Declared in the GOC DB

  • Monday 2nd August - Tuesday 10 August lcgce02.gridpp.rl.ac.uk - downtime for lcgce02 to allow draining and de-commissioning.

Advanced warning:

The following items remain to be scheduled:

  • Doubling of network link to network stack for tape robot and Castor head nodes.
  • re-visit the SAN / multipath issue for the non-castor databases.
  • Update firmware in RAID controller cards for a batch of disk servers.

Entries in GOC DB starting between 28th July and 4th August 2010.

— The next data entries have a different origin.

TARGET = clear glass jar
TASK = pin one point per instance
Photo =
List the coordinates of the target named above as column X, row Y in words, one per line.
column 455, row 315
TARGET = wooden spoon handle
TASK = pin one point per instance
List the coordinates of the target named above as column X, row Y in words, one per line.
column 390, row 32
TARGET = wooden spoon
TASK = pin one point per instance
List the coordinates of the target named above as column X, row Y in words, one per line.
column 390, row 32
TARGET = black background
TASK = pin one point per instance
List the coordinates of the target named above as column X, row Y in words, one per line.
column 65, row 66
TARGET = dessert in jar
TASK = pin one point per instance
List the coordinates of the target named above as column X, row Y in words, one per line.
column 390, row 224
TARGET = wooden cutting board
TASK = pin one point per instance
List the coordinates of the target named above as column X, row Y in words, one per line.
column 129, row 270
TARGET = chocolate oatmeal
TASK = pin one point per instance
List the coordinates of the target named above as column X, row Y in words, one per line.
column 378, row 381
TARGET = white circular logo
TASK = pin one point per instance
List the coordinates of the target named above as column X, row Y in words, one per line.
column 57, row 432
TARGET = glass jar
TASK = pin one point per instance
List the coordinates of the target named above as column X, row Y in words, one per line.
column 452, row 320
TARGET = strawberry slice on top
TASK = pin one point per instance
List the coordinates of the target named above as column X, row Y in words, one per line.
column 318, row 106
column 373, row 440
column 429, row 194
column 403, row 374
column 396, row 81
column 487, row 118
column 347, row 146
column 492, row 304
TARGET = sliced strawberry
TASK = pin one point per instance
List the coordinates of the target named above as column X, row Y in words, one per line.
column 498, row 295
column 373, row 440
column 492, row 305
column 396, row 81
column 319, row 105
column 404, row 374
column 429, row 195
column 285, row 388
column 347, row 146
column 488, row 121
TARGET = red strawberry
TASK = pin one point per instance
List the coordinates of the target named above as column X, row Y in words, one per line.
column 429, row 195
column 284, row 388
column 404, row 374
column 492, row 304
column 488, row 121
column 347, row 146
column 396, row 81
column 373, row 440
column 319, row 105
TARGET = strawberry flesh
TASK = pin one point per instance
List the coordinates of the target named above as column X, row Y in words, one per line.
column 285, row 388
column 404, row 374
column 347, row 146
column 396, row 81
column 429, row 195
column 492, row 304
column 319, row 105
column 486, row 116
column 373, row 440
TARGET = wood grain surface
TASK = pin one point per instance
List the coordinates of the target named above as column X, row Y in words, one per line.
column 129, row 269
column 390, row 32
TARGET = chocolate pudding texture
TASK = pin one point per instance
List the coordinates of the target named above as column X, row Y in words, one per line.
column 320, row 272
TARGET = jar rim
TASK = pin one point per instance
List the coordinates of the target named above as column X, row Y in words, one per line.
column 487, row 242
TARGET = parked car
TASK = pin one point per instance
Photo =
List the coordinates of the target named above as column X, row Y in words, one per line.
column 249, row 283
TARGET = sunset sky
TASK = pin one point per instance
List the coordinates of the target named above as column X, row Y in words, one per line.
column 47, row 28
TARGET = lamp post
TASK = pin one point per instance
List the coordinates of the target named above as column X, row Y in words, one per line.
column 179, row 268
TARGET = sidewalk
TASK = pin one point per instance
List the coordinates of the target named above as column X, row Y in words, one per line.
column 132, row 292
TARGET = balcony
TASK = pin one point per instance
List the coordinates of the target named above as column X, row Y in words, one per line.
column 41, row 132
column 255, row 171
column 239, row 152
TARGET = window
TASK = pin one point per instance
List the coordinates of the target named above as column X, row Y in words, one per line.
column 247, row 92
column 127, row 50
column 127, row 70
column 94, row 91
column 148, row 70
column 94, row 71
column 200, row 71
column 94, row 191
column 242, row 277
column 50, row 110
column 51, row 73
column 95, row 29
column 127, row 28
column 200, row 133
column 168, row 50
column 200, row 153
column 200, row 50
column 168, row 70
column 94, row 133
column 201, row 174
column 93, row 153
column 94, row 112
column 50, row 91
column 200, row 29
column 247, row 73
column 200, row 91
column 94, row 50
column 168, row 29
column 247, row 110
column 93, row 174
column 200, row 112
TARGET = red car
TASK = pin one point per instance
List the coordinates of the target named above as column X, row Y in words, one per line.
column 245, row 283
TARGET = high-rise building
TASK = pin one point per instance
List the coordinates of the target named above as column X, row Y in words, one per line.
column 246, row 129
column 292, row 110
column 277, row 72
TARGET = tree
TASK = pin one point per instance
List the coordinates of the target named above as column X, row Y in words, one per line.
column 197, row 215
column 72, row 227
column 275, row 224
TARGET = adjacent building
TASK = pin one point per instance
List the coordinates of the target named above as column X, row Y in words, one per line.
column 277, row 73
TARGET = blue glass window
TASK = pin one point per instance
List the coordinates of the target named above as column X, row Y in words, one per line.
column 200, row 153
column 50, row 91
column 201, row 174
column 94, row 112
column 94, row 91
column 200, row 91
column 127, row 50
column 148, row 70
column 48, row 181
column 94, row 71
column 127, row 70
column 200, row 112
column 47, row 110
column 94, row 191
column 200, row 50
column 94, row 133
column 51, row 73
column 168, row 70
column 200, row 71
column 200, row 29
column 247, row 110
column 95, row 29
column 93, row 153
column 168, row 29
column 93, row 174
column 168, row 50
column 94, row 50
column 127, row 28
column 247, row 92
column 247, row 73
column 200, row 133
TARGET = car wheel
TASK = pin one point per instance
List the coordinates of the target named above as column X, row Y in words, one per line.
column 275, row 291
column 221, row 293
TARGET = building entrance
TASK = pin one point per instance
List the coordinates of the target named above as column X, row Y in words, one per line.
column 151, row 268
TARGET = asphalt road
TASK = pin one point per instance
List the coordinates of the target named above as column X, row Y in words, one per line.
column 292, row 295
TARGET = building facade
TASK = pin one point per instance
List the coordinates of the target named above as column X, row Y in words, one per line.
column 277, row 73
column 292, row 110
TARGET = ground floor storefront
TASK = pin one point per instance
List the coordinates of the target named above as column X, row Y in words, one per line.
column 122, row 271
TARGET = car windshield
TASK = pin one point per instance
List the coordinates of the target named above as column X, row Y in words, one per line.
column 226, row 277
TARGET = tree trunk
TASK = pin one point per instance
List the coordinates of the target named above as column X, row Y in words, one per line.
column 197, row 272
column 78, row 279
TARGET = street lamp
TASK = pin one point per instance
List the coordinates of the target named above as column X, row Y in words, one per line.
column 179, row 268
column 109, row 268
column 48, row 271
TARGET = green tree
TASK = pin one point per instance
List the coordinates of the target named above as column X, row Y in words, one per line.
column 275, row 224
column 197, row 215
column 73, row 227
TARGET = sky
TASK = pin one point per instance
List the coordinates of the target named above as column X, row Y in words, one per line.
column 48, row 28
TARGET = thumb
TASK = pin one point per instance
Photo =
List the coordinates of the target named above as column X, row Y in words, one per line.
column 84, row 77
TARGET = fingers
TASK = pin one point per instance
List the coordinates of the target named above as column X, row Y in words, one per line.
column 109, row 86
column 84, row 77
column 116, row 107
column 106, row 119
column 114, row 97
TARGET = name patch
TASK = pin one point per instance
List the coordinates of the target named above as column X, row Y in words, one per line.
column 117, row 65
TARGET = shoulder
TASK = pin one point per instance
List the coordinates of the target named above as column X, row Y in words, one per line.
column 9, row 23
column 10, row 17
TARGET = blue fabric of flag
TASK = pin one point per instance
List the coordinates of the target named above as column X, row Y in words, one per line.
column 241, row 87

There were 2 unscheduled outages during the last week. Both relate to the database problem behind the Castor Atlas instance on Sunday. One was the outage, the second was an 'At Risk', although this latter one was erroneously marked as being on lfc-atlas rather than srm-atlas.

Service Scheduled? Outage/At Risk Start End Duration Reason
lcgce02 SCHEDULED OUTAGE 02/08/2010 01:00 10/08/2010 00:02 7 days, 23 hours and 2 minutes Downtime for lcgce02 to allow draining and de-commissioning. This is part of the de-commissioning to the sl4 workers at RAL.
lfc-atlas UNSCHEDULED AT_RISK 01/08/2010 21:52 02/08/2010 11:10 13 hours and 18 minutes Atlas SRM is working again, but leaving it at RISK as a precaution.
srm-atlas UNSCHEDULED OUTAGE 01/08/2010 20:05 01/08/2010 21:48 1 hour and 43 minutes We are experiencing continuing problems with corruption on Oracle database for Atlas stager.
lcgfts SCHEDULED OUTAGE 29/07/2010 08:00 29/07/2010 10:00 2 hours The current FTS server is showing disk errors. This is an outage to drain the FTS service so we can fail over to the standby FTS host.
lcgbdii SCHEDULED AT_RISK 28/07/2010 10:00 28/07/2010 13:00 3 hours At risk to apply glite software updates to RAL top-level BDIIs
lcgfts, lfc-atlas, lfc.gridpp, lfc, lhcb-lfc SCHEDULED AT_RISK 28/07/2010 09:00 28/07/2010 11:00 2 hours At risk on LFC and FTS while security configuration is applied.